4. Implement BOX-COX transformation on the data with $\lambda =1.192$. The residual plot in Figure 6(a) indicates that the residuals have identical distribution and meet the assumptions of the model. In addition, the variance estimation ${\hat{\sigma }}^2=0.045$ obtained from stepwise regression is regarded as a benchmark for comparison of the variance estimations of RCV, R3×2CV, and B3×2CV.
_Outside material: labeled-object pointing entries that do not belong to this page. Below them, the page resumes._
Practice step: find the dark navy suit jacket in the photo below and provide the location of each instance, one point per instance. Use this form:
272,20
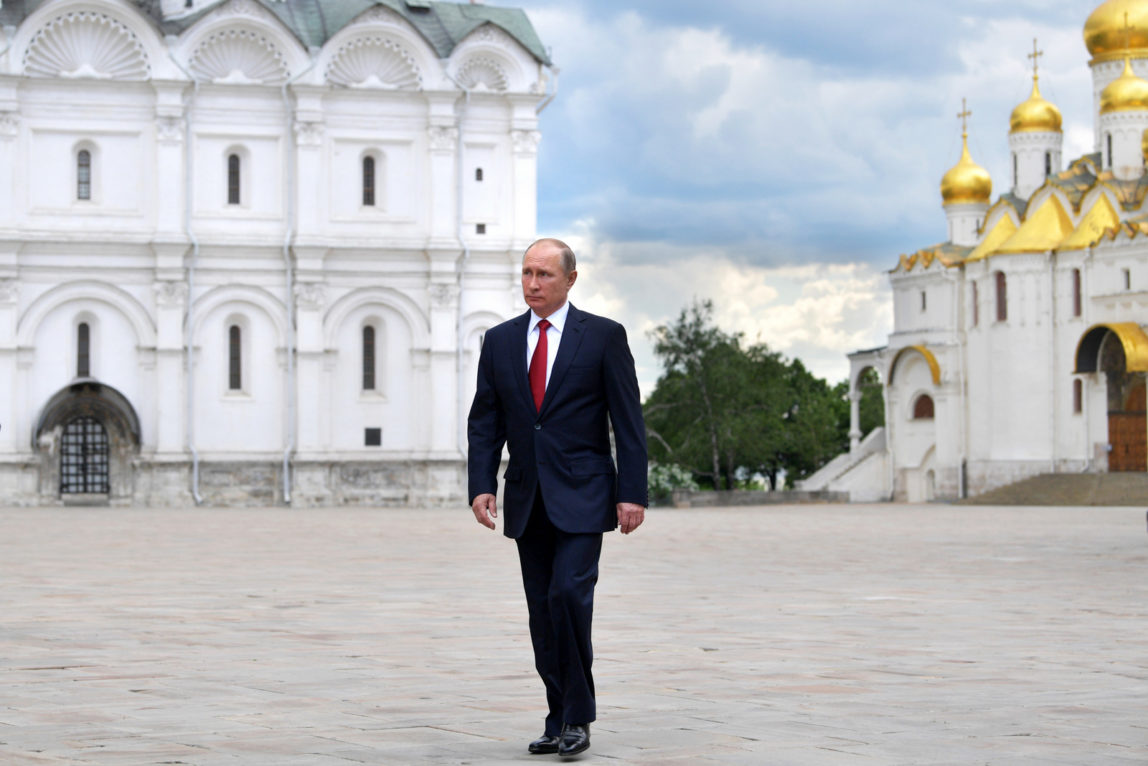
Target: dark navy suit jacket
565,446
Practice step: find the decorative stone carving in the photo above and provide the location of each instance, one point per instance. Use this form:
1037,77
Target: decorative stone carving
239,55
526,141
443,296
169,130
9,124
308,133
483,74
374,62
443,138
170,294
86,44
310,295
9,291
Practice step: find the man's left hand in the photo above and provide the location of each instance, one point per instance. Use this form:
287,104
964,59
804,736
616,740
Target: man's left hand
630,517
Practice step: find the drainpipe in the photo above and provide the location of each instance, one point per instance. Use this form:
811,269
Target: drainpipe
289,271
460,342
188,325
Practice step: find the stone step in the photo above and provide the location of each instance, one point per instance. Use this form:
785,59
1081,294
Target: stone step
1069,489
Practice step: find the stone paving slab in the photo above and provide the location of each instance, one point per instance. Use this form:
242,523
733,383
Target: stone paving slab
807,635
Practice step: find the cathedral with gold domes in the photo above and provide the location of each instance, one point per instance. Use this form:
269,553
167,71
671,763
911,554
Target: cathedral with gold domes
1019,342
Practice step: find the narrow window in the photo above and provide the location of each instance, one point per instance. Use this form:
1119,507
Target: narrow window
367,358
369,182
234,356
1001,298
923,408
233,179
83,350
84,175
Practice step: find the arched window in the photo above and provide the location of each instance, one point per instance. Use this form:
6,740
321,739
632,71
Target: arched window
84,175
233,169
1001,298
923,408
369,356
369,180
234,358
83,350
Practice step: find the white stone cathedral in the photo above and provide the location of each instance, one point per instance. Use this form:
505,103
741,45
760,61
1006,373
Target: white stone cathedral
249,247
1019,343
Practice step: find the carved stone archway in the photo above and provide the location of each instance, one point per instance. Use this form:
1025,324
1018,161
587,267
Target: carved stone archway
86,438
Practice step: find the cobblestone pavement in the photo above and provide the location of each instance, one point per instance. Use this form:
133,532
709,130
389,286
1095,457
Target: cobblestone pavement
805,635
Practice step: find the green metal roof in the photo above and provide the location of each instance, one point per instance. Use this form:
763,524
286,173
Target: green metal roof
313,22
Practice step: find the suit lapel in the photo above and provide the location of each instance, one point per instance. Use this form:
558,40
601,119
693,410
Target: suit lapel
567,349
518,350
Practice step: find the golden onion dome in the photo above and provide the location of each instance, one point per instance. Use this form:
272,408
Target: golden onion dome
966,182
1106,35
1036,115
1125,93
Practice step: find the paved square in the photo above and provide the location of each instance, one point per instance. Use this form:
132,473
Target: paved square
805,635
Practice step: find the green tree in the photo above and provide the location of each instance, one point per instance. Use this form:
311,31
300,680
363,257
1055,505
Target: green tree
720,407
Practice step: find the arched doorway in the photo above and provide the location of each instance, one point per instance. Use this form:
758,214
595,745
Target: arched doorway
86,438
1121,351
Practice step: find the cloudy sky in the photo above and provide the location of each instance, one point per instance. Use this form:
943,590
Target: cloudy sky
777,156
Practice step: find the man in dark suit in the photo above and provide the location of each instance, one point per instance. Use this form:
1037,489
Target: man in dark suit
551,383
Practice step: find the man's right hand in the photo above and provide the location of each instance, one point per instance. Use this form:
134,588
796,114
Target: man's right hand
486,510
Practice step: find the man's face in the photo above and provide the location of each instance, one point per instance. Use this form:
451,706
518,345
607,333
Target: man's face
544,284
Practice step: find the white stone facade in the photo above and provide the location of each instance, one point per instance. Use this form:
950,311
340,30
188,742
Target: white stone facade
204,224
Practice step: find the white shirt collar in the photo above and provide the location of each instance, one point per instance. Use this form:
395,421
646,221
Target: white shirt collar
557,319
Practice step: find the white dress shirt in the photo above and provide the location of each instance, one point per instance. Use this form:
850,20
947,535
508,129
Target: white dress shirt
553,337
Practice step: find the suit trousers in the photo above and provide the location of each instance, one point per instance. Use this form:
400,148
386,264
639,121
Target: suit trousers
559,572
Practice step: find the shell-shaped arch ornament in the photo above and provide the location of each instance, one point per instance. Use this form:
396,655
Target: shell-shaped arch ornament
482,74
238,55
374,62
86,44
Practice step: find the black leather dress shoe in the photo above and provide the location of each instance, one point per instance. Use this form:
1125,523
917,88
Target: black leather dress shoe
544,745
575,739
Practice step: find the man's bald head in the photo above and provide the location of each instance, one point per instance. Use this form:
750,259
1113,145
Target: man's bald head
564,252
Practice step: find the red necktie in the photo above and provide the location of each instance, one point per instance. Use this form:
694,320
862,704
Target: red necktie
537,374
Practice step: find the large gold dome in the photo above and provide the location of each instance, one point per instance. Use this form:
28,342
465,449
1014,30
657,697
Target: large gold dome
1125,93
966,182
1036,115
1104,35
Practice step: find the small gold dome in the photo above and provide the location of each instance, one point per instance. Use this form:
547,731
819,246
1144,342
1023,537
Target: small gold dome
966,182
1125,93
1104,33
1034,115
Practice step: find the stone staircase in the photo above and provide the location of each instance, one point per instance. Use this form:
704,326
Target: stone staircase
1069,489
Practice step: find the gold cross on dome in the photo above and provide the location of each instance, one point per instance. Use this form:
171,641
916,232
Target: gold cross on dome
963,116
1036,54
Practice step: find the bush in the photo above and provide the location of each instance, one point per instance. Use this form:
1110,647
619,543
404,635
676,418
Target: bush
667,477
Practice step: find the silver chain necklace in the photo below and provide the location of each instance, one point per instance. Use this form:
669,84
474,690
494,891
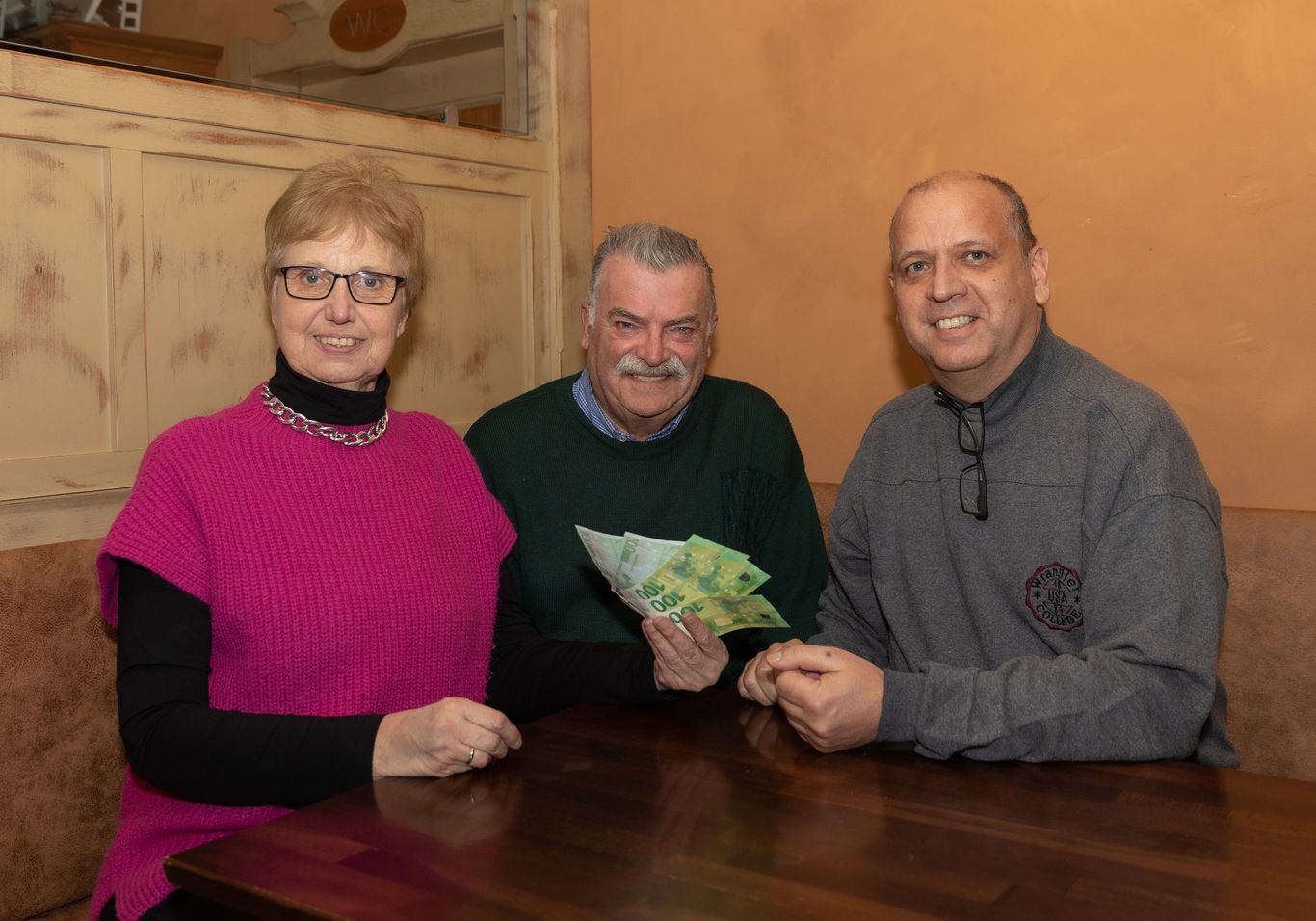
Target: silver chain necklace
286,414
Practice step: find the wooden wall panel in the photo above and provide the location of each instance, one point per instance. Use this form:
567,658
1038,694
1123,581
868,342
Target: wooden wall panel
208,333
470,344
132,236
54,296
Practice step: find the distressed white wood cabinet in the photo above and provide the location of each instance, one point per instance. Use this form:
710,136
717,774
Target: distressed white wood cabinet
130,241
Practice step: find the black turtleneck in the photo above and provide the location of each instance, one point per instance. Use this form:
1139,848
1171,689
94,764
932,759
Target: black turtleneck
326,403
172,737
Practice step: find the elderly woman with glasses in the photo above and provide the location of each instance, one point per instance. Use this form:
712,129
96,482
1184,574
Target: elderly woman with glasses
304,582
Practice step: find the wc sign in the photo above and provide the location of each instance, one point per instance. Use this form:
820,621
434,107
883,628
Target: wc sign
363,25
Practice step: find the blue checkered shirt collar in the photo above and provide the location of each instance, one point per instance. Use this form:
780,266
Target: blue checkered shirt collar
589,403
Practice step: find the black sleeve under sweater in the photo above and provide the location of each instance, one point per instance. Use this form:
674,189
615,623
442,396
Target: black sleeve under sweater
176,742
532,675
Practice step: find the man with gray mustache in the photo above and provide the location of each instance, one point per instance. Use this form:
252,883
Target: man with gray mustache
643,441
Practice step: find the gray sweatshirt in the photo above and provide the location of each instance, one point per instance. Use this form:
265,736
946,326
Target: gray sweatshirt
1081,619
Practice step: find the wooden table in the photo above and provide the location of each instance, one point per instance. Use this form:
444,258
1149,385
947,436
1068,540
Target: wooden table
714,808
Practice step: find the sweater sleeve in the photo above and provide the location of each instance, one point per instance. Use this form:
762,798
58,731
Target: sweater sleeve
1143,688
173,738
533,675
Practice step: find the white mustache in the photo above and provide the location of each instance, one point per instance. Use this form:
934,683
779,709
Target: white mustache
672,367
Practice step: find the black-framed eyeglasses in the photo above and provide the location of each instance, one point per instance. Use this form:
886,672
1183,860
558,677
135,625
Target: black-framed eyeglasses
971,427
316,281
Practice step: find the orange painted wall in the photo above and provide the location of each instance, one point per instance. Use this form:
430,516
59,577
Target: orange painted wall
1168,151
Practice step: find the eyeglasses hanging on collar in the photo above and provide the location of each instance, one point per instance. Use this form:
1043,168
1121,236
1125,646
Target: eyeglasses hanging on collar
971,427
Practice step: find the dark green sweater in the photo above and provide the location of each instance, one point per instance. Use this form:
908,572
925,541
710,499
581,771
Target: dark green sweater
730,471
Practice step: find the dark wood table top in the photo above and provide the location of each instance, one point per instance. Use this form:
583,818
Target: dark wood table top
714,808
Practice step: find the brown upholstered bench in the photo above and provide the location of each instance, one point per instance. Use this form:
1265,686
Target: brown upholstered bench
64,759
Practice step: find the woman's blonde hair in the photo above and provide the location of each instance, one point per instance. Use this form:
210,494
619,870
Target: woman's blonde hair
359,194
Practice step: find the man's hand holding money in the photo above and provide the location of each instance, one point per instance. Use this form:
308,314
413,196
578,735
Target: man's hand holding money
685,662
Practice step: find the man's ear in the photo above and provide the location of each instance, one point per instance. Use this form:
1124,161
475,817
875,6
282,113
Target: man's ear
1039,263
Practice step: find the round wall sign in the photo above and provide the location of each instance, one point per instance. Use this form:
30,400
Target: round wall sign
363,25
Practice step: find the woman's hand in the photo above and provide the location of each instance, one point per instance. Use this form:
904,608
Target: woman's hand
438,740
5. Generate $(n,p)=(4,888,989)$ mutually independent random variables to meet the conditions of high-dimensional settings. Each variable follows the standard normal distribution. The generated data are attached to the original white wine quality that has been previously standardized. Now, the new data, which have 4,888 samples and 1,000 variables, are obtained to forecast the density of white wine over 1,000 predictors.

Figure 6.

(a) Residual plot of Real data, and (b) variances of estimations of the real data for various procedures.

We randomly select 400 samples from 4,888 new samples each time and perform the RCV, R3×2CV, and B3×2CV processes. This operation is repeated 100 times. Figure 6(b) shows the results of the variance estimation of RCV, R3×2CV, and B3×2CV. The median line of variance estimations of all procedures deviates from the benchmark. However, the median line of B3×2CV has minimum deviation, which is considerably less than those of RCV and R3×2CV. Moreover, the range of the normal value of B3×2CV is the narrowest among the three procedures. Although the B3×2CV has the largest IQRs, most of its values are under 0.06. These results show that the B3×2CV estimation is closer to the benchmark.

Table 6 shows that, as expected, the probability and average number that the selected model includes the true model of B3×2CV are higher than those of RCV and R3×2CV.

Table 6. Simulation results for Real Data: probability and the average number that the selected model includes the true model for RCV, R3×2CV, and B3×2CV(Numbers in brackets present the number of variables selected by stepwise regression).

	RCV	R3×2CV	B3×2CV
Probability	0.015	0.012	0.07
Average number	8.435(11)	8.435 (11)	9.16(11)

5. Conclusion and discussion

In this study, we apply the B3×2CV technique to the variance estimation in high-dimensional linear regression and prove the asymptotic theory of B3×2CV variance estimation. The theoretical and empirical results show that the B3×2CV estimation is more stable than those of RCV and R3×2CV.

Furthermore, the data in this study are assumed to be independent and posses identical distribution. However, whether we should perform row randomization first and then analyze the variance estimation should be considered when a data structure exists. As in [13], the same technology is used in the processing of structured data. In addition to least squares, other techniques, such as ridge regression or other penalization methods, can be applied in the model fitting stage of high-dimensional linear regression. In future research works, we will use other variable selection tools, such as Lasso, SCAD, and Dantzig, to select important variables and compare the performance of different variable selection tools.

Funding Statement

This work was supported by the Shanxi Applied Basic Research Program [201901D111034, 201801D211002], the National Natural Science Foundation of China [61806115] and the Open Research Fund of Key Laboratory of Advanced Theory and Application in Statistics and Data Science-MOE, ECNU [KLATASDS2007].

Disclosure statement

No potential conflict of interest was reported by the author(s).